The pipeline class constructs these callbacks so that, if they are not called in the correct order, an error occurs. Specifically, calling then after done has been called will raise an error, as will not calling done at all. In practice, done is written to be idempotent, such that calling it multiple times is the same as calling it once.

StreamSource#

Stream sources should implement the produce method to inject items into the pipeline. The method should call the then callback with each item to inject as its argument. Once all items have been produced, the source should then call the done callback.

StreamProcessor#

Stream processors should implement process_element method to receive items from the previous processing-element in the pipeline for processing. They should also implement the finish method to finalise processing after all items have been received.
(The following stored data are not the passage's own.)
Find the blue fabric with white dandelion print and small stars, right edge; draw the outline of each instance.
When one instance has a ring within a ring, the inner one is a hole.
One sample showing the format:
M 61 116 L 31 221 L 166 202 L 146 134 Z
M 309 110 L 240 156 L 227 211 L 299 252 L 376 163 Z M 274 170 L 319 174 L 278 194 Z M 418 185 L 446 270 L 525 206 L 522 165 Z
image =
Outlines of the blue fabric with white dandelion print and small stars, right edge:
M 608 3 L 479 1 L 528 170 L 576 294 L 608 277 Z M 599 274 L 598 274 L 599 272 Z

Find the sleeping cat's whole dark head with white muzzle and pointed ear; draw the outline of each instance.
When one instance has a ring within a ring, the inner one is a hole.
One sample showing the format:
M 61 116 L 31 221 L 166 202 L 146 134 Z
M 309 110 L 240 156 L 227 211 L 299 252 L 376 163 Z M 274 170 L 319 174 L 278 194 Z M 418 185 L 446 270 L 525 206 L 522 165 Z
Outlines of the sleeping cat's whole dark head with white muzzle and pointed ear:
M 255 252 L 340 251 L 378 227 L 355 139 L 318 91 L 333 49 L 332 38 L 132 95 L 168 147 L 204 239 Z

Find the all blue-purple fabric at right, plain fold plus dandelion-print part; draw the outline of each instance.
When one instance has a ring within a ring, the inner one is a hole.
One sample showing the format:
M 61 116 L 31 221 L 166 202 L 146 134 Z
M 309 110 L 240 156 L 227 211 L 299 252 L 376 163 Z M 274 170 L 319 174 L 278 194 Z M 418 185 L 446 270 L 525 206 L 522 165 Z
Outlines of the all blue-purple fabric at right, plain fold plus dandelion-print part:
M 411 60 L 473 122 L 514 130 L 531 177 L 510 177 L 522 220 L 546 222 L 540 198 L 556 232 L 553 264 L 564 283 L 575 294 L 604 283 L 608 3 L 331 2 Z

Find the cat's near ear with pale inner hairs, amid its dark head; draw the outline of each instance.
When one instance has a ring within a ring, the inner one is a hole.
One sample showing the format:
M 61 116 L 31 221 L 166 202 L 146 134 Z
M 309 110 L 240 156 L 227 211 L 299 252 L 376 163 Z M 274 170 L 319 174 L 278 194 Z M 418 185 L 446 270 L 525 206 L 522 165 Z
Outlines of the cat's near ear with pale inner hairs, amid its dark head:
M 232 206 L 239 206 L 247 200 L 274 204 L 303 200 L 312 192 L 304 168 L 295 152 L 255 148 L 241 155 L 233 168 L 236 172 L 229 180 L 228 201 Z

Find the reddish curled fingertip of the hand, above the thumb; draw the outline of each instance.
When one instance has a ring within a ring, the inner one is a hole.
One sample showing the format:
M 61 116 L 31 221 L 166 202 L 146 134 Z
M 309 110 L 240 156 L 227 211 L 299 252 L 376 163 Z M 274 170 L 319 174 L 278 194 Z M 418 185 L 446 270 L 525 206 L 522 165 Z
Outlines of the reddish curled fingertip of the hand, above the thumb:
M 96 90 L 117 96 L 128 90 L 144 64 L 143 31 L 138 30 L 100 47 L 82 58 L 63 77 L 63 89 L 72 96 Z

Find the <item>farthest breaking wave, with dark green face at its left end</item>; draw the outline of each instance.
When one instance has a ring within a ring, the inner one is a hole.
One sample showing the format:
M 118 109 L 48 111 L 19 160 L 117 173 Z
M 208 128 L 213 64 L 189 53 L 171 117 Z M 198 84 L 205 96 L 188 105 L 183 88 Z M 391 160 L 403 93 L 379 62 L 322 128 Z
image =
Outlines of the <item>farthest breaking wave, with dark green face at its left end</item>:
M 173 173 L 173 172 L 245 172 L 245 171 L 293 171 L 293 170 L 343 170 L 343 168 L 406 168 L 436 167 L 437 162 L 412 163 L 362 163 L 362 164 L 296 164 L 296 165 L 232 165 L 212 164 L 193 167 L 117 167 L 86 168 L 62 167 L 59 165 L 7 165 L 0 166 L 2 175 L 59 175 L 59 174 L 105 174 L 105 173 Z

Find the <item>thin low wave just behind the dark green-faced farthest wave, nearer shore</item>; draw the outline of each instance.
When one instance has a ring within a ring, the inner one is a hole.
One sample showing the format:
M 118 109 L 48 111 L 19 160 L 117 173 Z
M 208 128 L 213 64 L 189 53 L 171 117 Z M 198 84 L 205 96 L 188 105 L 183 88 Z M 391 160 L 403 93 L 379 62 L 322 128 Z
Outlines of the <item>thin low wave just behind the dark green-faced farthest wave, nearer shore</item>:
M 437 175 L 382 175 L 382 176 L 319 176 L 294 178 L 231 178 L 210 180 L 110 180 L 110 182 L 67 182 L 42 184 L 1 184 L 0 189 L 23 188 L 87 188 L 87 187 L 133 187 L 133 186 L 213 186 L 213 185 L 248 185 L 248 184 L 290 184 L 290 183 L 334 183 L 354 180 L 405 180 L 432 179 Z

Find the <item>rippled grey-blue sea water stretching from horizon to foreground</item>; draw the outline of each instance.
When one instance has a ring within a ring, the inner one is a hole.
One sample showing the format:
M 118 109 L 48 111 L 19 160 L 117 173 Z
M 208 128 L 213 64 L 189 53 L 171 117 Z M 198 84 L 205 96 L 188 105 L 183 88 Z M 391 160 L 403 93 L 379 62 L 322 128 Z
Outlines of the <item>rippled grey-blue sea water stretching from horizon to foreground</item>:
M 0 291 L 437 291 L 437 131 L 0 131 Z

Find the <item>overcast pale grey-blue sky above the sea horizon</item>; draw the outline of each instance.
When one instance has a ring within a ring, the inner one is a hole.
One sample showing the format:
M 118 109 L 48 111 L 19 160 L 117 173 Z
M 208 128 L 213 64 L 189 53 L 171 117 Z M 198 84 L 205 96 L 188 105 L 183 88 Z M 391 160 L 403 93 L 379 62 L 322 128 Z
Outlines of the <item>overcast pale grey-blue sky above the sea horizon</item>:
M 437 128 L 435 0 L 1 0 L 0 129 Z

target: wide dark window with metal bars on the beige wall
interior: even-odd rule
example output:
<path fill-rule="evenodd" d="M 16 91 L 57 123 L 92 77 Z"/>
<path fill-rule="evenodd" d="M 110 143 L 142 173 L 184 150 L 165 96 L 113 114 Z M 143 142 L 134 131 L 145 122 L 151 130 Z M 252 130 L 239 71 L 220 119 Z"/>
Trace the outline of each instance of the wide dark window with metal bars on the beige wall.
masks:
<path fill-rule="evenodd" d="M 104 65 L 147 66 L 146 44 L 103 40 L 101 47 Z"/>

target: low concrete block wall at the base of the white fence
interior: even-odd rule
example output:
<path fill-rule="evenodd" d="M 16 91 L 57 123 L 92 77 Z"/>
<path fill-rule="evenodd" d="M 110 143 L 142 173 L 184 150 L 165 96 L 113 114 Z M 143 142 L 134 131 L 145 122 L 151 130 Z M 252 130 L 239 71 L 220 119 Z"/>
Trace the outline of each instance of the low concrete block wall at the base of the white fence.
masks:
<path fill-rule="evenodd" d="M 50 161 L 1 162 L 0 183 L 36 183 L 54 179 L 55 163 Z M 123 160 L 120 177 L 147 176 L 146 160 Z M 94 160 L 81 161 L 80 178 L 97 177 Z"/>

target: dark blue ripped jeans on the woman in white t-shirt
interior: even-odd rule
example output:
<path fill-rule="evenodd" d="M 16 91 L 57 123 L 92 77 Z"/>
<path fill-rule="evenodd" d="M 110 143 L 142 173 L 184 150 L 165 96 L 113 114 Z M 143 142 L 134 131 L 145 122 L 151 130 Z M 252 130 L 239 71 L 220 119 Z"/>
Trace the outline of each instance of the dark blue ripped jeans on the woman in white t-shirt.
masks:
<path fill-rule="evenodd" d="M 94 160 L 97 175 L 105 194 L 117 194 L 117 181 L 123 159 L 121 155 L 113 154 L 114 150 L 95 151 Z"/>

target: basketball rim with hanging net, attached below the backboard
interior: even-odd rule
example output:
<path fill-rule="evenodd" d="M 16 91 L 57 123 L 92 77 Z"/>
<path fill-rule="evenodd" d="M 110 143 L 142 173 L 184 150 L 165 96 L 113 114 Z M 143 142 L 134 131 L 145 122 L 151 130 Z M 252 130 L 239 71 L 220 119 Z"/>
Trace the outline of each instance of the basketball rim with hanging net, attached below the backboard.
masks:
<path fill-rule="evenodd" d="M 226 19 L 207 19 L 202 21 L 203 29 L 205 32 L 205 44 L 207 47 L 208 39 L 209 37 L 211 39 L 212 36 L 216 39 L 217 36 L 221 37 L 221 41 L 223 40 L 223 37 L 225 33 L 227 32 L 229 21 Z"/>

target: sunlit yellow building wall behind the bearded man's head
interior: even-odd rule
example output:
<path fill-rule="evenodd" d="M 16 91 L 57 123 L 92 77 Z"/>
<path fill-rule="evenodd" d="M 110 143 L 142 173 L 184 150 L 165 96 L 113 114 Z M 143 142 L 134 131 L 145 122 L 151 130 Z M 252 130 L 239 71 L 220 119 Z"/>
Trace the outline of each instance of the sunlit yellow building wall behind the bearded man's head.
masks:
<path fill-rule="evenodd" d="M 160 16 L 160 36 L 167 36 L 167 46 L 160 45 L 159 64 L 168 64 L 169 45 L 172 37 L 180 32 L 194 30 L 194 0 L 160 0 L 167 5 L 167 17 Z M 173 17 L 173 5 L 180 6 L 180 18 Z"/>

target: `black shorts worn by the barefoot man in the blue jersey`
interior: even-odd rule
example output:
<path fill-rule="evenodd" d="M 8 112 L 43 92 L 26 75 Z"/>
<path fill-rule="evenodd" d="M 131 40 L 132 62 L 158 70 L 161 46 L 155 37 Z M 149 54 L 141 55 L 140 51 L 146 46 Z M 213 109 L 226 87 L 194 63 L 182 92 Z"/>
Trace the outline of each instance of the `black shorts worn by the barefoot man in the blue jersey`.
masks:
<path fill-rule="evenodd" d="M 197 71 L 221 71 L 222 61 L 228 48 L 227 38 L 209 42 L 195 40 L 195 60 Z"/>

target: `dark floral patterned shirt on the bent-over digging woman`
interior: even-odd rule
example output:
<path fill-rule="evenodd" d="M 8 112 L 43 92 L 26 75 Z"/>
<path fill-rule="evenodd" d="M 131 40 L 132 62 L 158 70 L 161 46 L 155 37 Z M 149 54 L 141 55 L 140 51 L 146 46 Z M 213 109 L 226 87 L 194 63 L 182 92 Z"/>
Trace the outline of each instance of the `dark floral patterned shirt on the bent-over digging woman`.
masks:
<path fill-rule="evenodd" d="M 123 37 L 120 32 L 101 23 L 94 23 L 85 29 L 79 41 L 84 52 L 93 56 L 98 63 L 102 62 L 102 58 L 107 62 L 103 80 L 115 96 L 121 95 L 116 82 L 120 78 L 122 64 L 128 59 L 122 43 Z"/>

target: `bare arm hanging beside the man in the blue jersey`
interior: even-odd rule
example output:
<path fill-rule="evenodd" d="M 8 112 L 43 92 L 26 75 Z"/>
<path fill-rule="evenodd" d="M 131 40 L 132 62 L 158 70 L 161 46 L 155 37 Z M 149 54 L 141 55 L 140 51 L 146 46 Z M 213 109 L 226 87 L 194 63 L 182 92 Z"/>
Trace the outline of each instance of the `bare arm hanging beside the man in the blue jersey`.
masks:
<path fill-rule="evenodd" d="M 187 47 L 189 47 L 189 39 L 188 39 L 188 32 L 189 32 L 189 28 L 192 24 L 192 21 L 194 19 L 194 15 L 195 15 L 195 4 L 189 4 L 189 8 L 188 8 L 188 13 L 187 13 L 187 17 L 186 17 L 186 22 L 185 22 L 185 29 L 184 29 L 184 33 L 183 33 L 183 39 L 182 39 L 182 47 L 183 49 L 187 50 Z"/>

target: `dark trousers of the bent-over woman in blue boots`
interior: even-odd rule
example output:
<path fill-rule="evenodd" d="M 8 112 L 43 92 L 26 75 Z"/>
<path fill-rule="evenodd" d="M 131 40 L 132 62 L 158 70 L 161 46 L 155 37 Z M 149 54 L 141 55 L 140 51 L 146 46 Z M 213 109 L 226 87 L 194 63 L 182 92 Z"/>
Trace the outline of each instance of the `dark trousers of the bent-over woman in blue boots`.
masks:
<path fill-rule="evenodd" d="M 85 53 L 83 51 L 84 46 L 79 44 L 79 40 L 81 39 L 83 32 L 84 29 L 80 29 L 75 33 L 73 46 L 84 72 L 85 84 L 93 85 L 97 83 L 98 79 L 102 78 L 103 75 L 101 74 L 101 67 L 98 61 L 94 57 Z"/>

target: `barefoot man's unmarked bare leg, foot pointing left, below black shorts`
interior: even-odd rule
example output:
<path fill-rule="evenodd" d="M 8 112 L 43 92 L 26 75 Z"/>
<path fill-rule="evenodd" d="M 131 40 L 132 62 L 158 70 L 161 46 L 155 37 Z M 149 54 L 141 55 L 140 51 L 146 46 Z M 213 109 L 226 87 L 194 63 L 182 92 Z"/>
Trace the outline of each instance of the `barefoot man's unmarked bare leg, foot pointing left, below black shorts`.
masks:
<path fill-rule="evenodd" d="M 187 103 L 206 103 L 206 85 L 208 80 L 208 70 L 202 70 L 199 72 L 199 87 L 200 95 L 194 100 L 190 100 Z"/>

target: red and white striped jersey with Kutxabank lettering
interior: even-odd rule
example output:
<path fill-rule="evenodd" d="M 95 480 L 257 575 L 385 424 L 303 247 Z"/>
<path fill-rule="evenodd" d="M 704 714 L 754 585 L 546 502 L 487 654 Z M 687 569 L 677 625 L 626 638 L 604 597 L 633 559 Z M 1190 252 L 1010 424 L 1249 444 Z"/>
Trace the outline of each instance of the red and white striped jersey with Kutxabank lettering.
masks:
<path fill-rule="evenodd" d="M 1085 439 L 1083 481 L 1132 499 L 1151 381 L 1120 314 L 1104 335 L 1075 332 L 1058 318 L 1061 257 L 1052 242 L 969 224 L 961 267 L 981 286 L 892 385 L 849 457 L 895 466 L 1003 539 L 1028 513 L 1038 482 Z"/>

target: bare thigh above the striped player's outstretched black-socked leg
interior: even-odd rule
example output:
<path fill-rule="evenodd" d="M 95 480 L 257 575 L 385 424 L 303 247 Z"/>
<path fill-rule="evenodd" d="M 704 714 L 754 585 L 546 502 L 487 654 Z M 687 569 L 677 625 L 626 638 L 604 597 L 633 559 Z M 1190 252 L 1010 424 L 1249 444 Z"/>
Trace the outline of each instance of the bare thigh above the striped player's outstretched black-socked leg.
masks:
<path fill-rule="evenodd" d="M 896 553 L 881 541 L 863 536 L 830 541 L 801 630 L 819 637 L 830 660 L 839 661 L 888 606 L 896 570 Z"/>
Both methods take the then and done callbacks as arguments, so processors can process items and forward the processed results as they arrive, or batch them and perform processing/forwarding in bulk.

An optional start method is available, which can be overridden to perform any set-up required before the processor starts receiving items.

StreamSink#

Stream sinks should implement the consume_element method to consume items produced by the pipeline. They should also implement the finish method to perform any tidy-up once the pipeline has terminated.

An optional start method is available, which can be overridden to perform any set-up required before the sink starts receiving items.

Pipeline#

The Pipeline class take an optional source, zero or more processors, and an optional sink as its constructor arguments. When the process method is called, the processing elements are connected together, the start methods for each processor and the sink are called, and the source is instructed to start producing items. Optionally, an iterable can be passed to the process method to replace the pipeline's own source, and/or a function can be passed to replace the pipeline's sink.

When the pipeline is connecting the processing elements together, it also inserts checks for the calling semantics, which will raise an exception if they are not adhered to.

Utilities#

RequiresNoFinalisation#

Mixin class that can be used with StreamProcessor/StreamSink to automatically implement the finish method. It will call the done callback automatically for processors if it has not been called already.

ProcessState#

Descriptor class which adds per-stream state to a stream-processing element. Takes an initialiser function as its only constructor argument. The initialiser is used to re-initialise the state before each stream is processed by the pipeline that contains the element. The state can be modified during stream processing to track per-stream state, but the changes are discarded once a new stream is processed.